SafeDOM.ai – Privacy-first DOM-to-AI context builder with automatic PII redaction

Build prompt context from real UI state while minimizing the risk of leaking sensitive data. Annotate the DOM with data-ai attributes, automatically redact common PII, and reinject values safely on the backend when needed.

Demo

What it does

  • data-ai annotations decide what to include, exclude, or redact.
  • Produces structured fields, combined rawText, and a detailed redactions list.
  • Redacts common PII (email, phone, IBAN, credit card, SSN) before sending data to AI providers.
  • Backend helper reinjects placeholders after the model responds, keeping sensitive data away from the model.

Why it matters

  • Users routinely paste emails, tickets, and documents into support tools.
  • AI prompts often collect PII by accident; this helps enforce privacy-by-design defaults.
  • Heuristic redaction provides a lightweight data minimisation layer for EU/US style privacy expectations.

Quickstart

  1. Install (workspace root):
npm install
  1. Annotate the DOM:
<div id="ticket-root">
  <h2 data-ai="include" data-ai-label="subject">Login blocked</h2>
  <p data-ai="redact:email phone" data-ai-label="customer">
    Contact: alice@example.com, phone +1 212-555-7890
  </p>
  <p data-ai="exclude">Internal notes never leave the browser.</p>
</div>
  1. Build context in the browser:
import { buildAiContext } from "safedom-ai";

const ctx = buildAiContext("#ticket-root", { labeledOnly: true, region: "eu" });

// ctx.fields.subject -> "Login blocked"
// ctx.rawText -> includes placeholders like "__EMAIL_1__"
// ctx.redactions -> [{ placeholder: "__EMAIL_1__", original: "alice@example.com", type: "email" }, ...]
  1. Send to a provider (example with OpenAI; ensure you comply with their data handling terms):
const response = await openai.chat.completions.create({
  model: "gpt-4o",
  messages: [{ role: "user", content: ctx.rawText }]
});
  1. Reinject placeholders on the backend (Node):
import { reinjectPlaceholders } from "@safedom/ai-node";
import type { Redaction } from "safedom-ai";

function finalizeAnswer(modelText: string, redactions: Redaction[]) {
  // Deterministic, regex-free replacement to avoid accidental pattern injection.
  return reinjectPlaceholders(modelText, redactions);
}

API Reference

buildAiContext(root, options?): AiContext

Builds a privacy-minded context from a DOM subtree.

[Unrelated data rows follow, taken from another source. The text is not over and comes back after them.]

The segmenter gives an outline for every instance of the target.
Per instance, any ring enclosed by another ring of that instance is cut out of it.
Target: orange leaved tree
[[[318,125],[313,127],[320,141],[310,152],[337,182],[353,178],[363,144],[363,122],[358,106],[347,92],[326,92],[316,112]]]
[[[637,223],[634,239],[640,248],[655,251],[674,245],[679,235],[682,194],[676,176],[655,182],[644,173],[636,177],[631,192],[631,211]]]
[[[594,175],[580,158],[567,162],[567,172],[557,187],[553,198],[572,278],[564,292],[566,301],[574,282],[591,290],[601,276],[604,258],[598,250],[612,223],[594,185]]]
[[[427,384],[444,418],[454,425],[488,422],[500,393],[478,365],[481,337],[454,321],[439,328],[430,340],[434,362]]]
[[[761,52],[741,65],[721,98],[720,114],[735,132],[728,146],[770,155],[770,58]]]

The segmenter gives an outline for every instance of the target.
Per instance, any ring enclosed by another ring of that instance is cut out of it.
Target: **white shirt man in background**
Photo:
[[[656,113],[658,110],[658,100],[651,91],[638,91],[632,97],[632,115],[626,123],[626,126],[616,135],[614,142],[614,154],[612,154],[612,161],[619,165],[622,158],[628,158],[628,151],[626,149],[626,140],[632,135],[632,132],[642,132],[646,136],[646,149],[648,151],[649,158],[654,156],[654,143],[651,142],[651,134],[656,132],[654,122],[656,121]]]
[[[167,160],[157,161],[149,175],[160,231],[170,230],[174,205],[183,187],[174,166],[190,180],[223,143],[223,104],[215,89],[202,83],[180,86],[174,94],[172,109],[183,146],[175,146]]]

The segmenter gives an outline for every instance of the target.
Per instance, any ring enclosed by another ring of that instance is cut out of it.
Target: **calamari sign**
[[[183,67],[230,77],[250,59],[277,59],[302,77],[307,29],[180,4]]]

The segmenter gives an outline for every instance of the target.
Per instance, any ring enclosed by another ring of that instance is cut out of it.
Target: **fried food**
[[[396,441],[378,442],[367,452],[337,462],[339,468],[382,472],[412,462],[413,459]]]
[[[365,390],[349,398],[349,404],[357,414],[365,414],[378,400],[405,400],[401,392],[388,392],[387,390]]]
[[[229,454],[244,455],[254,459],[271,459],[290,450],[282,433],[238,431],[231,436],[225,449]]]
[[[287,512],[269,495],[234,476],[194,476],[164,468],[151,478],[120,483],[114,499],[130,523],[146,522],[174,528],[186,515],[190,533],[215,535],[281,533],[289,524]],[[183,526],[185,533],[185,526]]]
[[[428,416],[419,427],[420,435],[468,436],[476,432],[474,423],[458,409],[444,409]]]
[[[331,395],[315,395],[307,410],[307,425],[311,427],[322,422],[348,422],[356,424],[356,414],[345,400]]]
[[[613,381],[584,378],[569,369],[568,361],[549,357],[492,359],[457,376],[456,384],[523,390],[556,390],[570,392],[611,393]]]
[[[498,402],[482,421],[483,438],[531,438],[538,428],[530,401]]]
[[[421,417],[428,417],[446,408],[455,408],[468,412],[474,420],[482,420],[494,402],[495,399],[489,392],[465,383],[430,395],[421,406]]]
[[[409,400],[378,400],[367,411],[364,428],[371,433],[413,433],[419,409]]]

  • root: Element or CSS selector. Throws if not found.
  • options.labeledOnly (default true): When true, only data-ai annotated elements are processed. When false, unlabeled text within the root is collected as a fallback with redaction applied (excluding subtrees already annotated or excluded).
  • options.redactionRules: Override default redaction rules. Provide an array of { type, pattern, placeholderPrefix }. Patterns must include the global /g flag.
  • options.region: "eu" | "us" | "global" hint for host apps to select policy; not used for any network or geolocation.

Returns:

  • fields: Key-value map keyed by data-ai-label; multiple occurrences concatenate with newlines.
  • rawText: Combined string of included/redacted text separated by double newlines for easy prompt construction.
  • redactions: Array of { placeholder, original, type }.

data-ai directives

  • data-ai="include": Include text content as-is.
  • data-ai="exclude": Exclude element and children.
  • data-ai="redact:email phone iban creditcard ssn": Apply selected redaction rules. Unknown types fall back to the available ruleset.
  • data-ai-label="subject": Optional logical label; concatenates across multiple elements.
  • data-ai-sensitivity (optional/future): high|medium|low hint for downstream tooling; not used by core logic yet.

defaultRedactionRules

Heuristic regexes for:

  • Email: __EMAIL_n__
  • Phone (generic E.164-ish): __PHONE_n__
  • IBAN (generic ISO 13616 shape): __IBAN_n__
  • Credit card (13-19 digits, Luhn-validated): __CARD_n__
  • US SSN: __SSN_n__

Rules run in deterministic order. Placeholder numbering increments across all rules within a call.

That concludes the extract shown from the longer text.